Delving into the Planet's Most Ghostly Grove: Twisted Trees, Flying Saucers and Spooky Stories in Romania's Legendary Region.
"Locals dub this place an enigmatic zone of Transylvania," states an experienced guide, his breath creating puffs of mist in the crisp evening air. "Numerous individuals have disappeared here, many believe there's a gateway to a different realm." This expert is leading a visitor on a night walk through what is often described as the world's most haunted woodland: Hoia-Baciu, an area covering one square mile of primeval native woodland on the outskirts of the Romanian city of Cluj-Napoca.
Centuries of Mystery
Reports of bizarre occurrences here extend back a long time – this woodland is named after a regional herder who is said to have vanished in the far-off times, together with 200 of his sheep. But Hoia-Baciu achieved global recognition in 1968, when a military technician called Emil Barnea took a picture of what he described as a UFO floating above a oval meadow in the centre of the forest.
Many came in here and never came out. But don't worry," he adds, addressing his guest with a grin. "Our tours have a flawless completion rate."
In the decades since, Hoia-Baciu has attracted yogis, spiritual healers, UFO researchers and supernatural researchers from worldwide, eager to feel the strange energies reported to reverberate through the forest.
Contemporary Dangers
Despite being a top global pilgrimage sites for lovers of the paranormal, the forest is at risk. The western suburbs of Cluj-Napoca – an innovative digital cluster of more than 400,000 people, known as the tech capital of the region – are encroaching, and real estate firms are pushing for approval to cut down the woods to construct residential buildings.
Except for a small area home to area-specific oak varieties, the grove is lacking legal protection, but Marius hopes that the company he was instrumental in creating – a local conservation effort – will help to change that, persuading the government officials to acknowledge the forest's value as a travel hotspot.
Eerie Encounters
As twigs and seasonal debris split and rustle beneath their footwear, the guide describes various local legends and alleged ghostly incidents here.
- A well-known account recounts a little girl disappearing during a group gathering, only to return after five years with no memory of her experience, showing no signs of aging a moment, her clothes without the slightest speck of dust.
- Regular stories explain cellphones and imaging devices mysteriously turning off on venturing inside.

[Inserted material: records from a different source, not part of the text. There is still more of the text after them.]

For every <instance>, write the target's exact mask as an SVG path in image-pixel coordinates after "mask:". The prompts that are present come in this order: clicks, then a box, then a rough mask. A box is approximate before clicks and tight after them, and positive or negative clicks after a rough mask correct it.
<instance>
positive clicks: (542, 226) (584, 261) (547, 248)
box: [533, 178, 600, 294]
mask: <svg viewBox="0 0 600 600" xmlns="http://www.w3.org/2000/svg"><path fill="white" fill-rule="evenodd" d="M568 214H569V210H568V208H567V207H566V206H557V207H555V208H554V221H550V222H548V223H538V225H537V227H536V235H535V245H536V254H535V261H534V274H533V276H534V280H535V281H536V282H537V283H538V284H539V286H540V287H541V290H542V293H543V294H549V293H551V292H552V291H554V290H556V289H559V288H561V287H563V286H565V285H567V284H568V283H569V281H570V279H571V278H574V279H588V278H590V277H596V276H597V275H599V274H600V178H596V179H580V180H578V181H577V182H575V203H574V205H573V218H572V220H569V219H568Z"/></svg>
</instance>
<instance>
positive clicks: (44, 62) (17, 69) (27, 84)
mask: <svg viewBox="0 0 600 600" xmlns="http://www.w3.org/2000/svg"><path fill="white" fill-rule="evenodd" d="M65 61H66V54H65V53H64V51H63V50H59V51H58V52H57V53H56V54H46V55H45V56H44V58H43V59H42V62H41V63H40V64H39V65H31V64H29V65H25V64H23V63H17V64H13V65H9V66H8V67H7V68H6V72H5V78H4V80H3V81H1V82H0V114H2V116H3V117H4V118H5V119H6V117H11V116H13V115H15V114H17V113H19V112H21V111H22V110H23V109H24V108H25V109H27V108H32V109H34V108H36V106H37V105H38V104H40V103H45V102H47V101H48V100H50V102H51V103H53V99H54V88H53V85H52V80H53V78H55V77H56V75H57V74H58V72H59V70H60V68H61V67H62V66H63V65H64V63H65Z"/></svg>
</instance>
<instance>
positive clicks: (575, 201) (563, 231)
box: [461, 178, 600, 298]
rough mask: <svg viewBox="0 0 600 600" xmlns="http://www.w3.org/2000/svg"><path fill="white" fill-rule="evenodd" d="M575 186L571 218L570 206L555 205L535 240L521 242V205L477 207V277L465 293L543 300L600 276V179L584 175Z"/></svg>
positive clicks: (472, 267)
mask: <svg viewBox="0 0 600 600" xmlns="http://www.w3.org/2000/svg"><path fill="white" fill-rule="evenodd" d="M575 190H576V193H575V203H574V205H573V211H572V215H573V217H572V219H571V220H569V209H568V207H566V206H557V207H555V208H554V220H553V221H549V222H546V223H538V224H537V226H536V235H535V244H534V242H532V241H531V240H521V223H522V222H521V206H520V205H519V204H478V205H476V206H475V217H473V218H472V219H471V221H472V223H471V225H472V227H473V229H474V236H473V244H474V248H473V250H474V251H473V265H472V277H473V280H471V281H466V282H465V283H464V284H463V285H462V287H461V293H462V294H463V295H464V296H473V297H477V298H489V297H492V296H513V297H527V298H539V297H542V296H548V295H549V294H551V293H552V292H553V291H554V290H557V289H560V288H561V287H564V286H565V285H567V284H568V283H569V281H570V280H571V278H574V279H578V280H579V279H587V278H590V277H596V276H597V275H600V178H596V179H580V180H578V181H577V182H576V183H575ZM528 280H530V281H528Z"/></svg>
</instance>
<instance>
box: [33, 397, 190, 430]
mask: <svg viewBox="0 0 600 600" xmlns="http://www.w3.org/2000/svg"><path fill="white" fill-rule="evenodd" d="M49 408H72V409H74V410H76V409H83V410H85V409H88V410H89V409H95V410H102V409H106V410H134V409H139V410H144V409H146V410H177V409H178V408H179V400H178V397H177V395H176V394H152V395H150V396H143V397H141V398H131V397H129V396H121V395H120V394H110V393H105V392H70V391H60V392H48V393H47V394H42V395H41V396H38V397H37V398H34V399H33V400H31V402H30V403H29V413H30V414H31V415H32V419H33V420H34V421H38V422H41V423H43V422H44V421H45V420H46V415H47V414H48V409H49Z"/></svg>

- Feelings range from full-blown dread to states of ecstasy.
- Certain individuals claim observing strange rashes on their skin, perceiving ghostly voices through the trees, or experience fingers clutching them, despite being certain nobody is nearby.
Research Efforts
While many of the accounts may be impossible to confirm, numerous elements clearly observable that is certainly unusual. Everywhere you look are trees whose trunks are bent and twisted into fantastical shapes.
Multiple explanations have been given to explain the deformed trees: strong gales could have altered the growth, or naturally high radiation levels in the earth explain their crooked growth.
But formal examinations have found no satisfactory evidence.
The Famous Clearing
The guide's excursions allow visitors to take part in a small-scale research of their own. As we approach the meadow in the trees where Barnea captured his well-known UFO photographs, he hands his guest an ghost-hunting device which registers electromagnetic fields.
"We're entering the most energetic area of the forest," he comments. "Try to detect something."
The plants abruptly end as the group enters into a flawless round. The single plant life is the short grass beneath our feet; it's obvious that it's naturally occurring, and looks that this bizarre meadow is organic, not the result of landscaping.
The Blurred Line
This part of Romania is a area which stirs the imagination, where the border is unclear between fact and folklore. In rural Romanian communities superstition remains in strigoi ("screamers") – undead, shapeshifting creatures, who emerge from tombs to haunt local communities.
The famous author's well-known vampire Count Dracula is forever associated with Transylvania, and the legendary fortress – a Saxon monolith situated on a rocky outcrop in the Transylvanian Alps – is heavily promoted as "the vampire's home".
But including myth-shrouded Transylvania – actually, "the land past the woods" – appears solid and predictable compared to the haunted grove, which seem to be, for reasons related to radiation, climatic or entirely legendary, a hub for fantasy projection.
"Within this forest," Marius comments, "the boundary between fact and fiction is remarkably blurred."